She also reportedly called players “retarded,” “Black-a*s child,” “b*tch,” “p***y” and “dumbass.” She allegedly also pressured her team members to resume practice or play after an injury before they were cleared by a doctor. 

TSU athletic director Kevin Granger still praised Cooper-Dyke in announcing her retirement two months ago. “Coach Cooper-Dyke has had a tremendous impact on TSU women’s basketball since her arrival and moved the program to new heights,” he said, according to ABC 13. “She will be missed as I wish her nothing but success in her future endeavors.”

In a text message to the Athletic, Cooper-Dyke said, “While these allegations are untrue, everyone deserves to work, play and learn in a respectful environment, and I deeply apologize for and regret any words used during the course of a spirited game or practice that offended or hurt someone.”

Cooper-Dyke played in the WNBA and won four world championships with the Houston Comets. She was also briefly a sports analyst. Considered one of the greatest female basketball players of all time, she was inducted into the Naismith Memorial Basketball Hall of Fame in 2010. She spent two stints at TSU as head coach of the women’s team, from 2012-13 then starting again in 2019, before the controversy at the end of this past season. 

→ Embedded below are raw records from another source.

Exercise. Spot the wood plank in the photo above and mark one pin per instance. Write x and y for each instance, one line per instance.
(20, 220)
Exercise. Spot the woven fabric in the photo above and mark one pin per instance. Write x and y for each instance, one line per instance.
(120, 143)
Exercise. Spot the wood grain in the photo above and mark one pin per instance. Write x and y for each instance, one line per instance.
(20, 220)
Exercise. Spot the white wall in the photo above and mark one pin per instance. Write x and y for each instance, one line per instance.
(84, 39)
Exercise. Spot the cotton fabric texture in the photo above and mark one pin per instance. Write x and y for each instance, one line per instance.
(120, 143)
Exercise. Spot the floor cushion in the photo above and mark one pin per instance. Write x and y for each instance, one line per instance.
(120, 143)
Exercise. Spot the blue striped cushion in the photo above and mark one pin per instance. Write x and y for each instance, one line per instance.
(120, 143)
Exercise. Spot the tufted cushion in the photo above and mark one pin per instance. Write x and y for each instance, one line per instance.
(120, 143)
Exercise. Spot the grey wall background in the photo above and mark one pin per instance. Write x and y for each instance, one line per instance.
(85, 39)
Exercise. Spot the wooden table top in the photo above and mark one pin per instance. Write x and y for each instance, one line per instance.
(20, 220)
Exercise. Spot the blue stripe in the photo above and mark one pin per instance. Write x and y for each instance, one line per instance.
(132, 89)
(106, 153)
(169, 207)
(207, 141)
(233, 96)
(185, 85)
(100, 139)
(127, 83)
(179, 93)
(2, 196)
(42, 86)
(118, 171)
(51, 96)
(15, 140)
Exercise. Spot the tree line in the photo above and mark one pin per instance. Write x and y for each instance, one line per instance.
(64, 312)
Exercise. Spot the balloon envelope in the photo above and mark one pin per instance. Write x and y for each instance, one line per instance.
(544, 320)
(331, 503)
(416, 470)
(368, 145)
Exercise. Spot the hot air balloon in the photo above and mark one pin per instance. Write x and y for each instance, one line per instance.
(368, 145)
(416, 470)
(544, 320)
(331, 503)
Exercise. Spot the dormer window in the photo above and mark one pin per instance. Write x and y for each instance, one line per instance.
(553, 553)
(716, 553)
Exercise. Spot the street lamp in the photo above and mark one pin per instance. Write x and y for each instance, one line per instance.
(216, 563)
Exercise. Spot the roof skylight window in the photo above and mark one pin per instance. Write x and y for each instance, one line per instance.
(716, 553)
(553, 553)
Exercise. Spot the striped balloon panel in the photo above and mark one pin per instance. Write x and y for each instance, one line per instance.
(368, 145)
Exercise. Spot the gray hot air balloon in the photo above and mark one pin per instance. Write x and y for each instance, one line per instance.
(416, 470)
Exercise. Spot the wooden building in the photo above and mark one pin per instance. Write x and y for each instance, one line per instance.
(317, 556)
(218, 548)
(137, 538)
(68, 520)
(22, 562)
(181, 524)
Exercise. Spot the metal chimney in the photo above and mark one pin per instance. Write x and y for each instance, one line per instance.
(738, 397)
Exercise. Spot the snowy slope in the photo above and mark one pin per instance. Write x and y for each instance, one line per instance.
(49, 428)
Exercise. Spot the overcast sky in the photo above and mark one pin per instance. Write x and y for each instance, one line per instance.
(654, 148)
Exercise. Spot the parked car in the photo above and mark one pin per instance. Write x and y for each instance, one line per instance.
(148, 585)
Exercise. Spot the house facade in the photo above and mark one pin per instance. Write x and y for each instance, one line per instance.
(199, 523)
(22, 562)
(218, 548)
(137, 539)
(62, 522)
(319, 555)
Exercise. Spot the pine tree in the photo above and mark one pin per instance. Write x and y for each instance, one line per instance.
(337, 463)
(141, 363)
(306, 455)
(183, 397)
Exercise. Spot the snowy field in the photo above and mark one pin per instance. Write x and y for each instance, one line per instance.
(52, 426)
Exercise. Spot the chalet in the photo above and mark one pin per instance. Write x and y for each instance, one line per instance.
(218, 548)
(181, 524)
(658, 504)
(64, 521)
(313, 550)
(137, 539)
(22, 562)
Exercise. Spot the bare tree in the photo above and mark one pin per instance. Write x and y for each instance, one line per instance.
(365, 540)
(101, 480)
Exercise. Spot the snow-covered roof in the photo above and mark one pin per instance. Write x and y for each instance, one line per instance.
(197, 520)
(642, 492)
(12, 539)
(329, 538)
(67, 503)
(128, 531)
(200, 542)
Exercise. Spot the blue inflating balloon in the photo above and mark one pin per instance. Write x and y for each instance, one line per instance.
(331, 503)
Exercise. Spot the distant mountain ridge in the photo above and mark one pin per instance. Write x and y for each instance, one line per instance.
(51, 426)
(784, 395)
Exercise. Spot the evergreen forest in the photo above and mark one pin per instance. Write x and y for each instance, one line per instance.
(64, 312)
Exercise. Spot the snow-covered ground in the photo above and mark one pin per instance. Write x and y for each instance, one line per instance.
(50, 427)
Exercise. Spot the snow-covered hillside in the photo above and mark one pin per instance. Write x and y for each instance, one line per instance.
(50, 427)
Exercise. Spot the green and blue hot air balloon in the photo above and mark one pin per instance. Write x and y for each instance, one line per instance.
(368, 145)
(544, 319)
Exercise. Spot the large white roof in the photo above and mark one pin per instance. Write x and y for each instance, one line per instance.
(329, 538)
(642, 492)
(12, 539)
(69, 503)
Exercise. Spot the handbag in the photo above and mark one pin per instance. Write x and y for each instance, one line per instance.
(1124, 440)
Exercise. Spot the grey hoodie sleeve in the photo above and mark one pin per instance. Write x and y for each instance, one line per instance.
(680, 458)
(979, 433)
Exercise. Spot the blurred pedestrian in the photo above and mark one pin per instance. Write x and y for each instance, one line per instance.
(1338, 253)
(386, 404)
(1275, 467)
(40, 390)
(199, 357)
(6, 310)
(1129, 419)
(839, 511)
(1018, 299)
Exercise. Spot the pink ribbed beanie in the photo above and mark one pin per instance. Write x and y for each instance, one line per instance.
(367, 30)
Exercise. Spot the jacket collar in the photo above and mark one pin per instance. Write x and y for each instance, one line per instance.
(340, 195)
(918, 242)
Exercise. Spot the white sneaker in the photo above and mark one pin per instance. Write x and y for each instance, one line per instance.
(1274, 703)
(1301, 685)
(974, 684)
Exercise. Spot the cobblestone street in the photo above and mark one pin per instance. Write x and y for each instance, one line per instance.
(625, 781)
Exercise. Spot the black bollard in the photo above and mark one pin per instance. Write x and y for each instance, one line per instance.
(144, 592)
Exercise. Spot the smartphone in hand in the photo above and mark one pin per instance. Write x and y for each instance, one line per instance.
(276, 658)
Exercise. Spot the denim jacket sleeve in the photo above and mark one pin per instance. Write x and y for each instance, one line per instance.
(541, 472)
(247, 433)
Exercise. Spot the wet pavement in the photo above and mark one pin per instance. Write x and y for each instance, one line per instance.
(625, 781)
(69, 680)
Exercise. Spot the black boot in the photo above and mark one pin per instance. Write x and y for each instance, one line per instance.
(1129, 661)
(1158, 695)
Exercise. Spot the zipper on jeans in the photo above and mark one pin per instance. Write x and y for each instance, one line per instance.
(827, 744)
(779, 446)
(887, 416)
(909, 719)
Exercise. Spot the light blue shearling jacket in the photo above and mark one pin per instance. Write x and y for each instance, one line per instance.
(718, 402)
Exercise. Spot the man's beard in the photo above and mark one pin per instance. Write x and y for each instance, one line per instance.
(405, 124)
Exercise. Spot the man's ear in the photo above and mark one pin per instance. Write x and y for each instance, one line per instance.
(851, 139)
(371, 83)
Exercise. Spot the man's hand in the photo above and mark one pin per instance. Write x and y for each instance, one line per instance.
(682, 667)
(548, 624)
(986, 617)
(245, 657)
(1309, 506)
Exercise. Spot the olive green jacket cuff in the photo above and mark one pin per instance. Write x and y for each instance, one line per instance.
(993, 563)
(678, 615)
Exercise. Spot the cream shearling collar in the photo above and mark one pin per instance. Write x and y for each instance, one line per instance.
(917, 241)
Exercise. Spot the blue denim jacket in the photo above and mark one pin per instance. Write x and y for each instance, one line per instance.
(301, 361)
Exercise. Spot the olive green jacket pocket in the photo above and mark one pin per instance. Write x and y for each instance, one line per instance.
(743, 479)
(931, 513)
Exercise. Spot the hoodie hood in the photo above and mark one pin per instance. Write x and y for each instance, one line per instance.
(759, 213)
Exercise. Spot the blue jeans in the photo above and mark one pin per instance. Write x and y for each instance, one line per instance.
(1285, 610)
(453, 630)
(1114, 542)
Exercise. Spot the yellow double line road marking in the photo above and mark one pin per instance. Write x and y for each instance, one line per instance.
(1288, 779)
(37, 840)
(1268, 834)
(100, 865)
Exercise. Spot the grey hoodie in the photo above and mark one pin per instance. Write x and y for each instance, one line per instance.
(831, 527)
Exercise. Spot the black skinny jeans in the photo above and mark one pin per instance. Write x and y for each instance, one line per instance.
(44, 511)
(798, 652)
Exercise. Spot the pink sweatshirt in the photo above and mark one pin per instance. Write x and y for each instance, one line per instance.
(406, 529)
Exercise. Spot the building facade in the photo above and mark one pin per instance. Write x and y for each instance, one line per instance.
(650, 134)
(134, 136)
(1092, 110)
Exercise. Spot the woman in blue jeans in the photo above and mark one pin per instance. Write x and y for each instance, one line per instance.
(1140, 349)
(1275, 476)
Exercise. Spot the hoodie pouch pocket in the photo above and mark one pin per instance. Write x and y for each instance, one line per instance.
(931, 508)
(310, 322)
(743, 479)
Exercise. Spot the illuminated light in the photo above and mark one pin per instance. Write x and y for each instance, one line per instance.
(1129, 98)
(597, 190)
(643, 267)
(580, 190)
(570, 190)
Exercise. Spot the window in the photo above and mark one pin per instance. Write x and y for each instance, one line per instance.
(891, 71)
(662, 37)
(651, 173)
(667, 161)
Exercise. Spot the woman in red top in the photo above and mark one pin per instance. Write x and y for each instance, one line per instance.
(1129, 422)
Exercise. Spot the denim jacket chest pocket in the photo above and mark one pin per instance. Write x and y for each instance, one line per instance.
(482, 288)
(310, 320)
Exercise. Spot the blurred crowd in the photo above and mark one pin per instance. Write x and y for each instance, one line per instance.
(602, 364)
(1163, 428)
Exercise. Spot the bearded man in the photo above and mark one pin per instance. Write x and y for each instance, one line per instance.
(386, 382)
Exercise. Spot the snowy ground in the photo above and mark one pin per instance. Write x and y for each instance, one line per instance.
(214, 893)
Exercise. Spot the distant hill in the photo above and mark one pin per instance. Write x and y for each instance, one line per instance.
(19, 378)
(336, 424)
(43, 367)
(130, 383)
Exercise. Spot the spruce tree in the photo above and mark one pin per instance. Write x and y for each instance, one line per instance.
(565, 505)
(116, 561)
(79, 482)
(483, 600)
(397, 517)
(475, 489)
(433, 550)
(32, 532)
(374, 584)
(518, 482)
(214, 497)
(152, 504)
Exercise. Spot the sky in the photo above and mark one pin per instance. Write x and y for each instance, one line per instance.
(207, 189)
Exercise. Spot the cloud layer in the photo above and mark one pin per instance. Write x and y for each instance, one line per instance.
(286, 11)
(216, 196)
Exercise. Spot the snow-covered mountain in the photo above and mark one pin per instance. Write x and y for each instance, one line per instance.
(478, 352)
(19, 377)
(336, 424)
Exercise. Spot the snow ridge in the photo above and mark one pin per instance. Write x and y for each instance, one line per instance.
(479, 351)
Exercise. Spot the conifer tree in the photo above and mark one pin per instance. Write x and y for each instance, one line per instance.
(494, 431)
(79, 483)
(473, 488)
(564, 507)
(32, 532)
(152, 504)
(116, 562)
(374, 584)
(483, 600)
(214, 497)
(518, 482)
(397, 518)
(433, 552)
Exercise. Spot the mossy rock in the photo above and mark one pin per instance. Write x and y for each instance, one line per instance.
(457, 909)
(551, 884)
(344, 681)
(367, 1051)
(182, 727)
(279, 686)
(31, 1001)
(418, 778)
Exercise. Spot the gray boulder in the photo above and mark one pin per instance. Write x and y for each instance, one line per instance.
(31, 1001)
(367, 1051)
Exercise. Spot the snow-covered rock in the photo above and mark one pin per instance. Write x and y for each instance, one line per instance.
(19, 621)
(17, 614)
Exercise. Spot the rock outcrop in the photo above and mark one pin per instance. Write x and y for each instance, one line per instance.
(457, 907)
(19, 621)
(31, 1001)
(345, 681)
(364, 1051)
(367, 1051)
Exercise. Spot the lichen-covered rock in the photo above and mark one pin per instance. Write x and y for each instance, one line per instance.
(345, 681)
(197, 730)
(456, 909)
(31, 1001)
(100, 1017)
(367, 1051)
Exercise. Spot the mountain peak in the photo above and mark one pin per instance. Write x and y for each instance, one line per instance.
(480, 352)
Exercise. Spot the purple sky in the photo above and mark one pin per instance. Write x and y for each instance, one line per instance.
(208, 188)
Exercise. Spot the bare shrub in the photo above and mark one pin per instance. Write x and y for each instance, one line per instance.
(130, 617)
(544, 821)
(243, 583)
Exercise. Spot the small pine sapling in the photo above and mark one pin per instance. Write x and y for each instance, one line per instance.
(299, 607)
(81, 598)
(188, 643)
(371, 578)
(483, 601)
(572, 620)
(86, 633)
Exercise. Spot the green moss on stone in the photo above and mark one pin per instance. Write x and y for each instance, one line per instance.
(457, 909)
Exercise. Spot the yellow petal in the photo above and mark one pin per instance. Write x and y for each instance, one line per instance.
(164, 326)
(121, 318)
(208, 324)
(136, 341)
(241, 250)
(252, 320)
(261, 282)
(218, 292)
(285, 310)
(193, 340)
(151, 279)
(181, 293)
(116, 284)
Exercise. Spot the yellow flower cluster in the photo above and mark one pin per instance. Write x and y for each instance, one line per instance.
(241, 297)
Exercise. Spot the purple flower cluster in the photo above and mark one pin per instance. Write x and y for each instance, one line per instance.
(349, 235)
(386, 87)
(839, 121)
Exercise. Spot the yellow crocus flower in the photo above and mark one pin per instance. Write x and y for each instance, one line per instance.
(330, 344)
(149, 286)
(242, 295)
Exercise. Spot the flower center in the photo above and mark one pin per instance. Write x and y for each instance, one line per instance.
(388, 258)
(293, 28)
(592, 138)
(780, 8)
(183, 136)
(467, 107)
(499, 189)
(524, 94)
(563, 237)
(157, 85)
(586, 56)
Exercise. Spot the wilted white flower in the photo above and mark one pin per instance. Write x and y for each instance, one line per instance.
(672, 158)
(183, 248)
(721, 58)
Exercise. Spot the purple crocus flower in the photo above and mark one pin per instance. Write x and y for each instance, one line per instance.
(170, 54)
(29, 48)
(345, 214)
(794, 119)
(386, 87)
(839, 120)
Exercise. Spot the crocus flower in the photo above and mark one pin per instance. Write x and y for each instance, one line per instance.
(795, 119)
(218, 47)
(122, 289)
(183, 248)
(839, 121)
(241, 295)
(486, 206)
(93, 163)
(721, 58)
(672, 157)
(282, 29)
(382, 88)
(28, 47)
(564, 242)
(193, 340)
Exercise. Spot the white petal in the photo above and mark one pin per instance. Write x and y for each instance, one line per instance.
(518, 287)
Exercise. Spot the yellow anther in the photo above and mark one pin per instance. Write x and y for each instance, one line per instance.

In a statement to the station, the university wrote, “Given the confidential nature of Title IX and personnel matters, Texas Southern University is unable to comment. TSU takes any issues that impact the safety and health of our students, faculty, and staff seriously to ensure a learning environment free from discrimination, harassment and violence.”

One former women’s basketball player at TSU, who chose to remain anonymous, told ABC 13, “My experience was similar to everyone else’s experience. When I first got to Texas Southern, I thought the players were exaggerating when it came to Cynthia’s coaching. As I got my time to play on the court, it felt like she was all about tearing people down instead of building us up. I lost my love for basketball. She treated my teammates and me like peasants. If I had to go back and do it again, I would never choose to play under her.”

“She always made sure she let us know she was the head b***h in charge,” the player maintained. “I was shocked by how everything was going because I expected everything to have more structure since she was a Hall of Fame player.”

TheGrio is FREE on your TV via Apple TV, Amazon Fire, Roku and Android TV. Also, please download theGrio mobile apps today!

Loading the player...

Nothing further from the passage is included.